Many residents don’t want to leave and feel the strong draw of camaraderie here. For Oriana Shepherd, who runs Hum Yoga on the island, it is ‘quite unique, to be on an island and 20 mins from one of the best cities in the world but find such a calm, chilled vibe.’
Local gallerist Ian Felton agreed that ‘there are various ways to bring a community together and arts is one of them.’ A former artist himself, he has a gallery on the island and talked about the thriving community of 500+ creatives at nearby Trinity Buoy Wharf. ‘ I saw the makers here and wanted to be a part of them,’ he explains of when he first came here in 2005.
The new townhouses come with a working space below, many with roof terraces and are all filled with natural light. Although most residents travel by public transport, they also have 150 car parking spaces along with saunas, landscaped gardens, arts festivals and wonderful F & B offerings – we sampled the delicious Cartografie chocolate and Caviar N25 on the night, both companies based here on the island.
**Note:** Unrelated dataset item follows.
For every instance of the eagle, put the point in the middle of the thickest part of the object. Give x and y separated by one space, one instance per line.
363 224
However, beyond the cafes and the dedicated team of staff, the river views and the plethora of gym classes, what really brings people here is the uniqueness of the place. As Roger Black explained when asked what has most delighted him about the development, ‘here I have come to the realisation that in the post covid world, what really matters is the human condition and fostering a specialness amongst groups of people around which you can wrap an architecture. The metric today is the social success of this place.’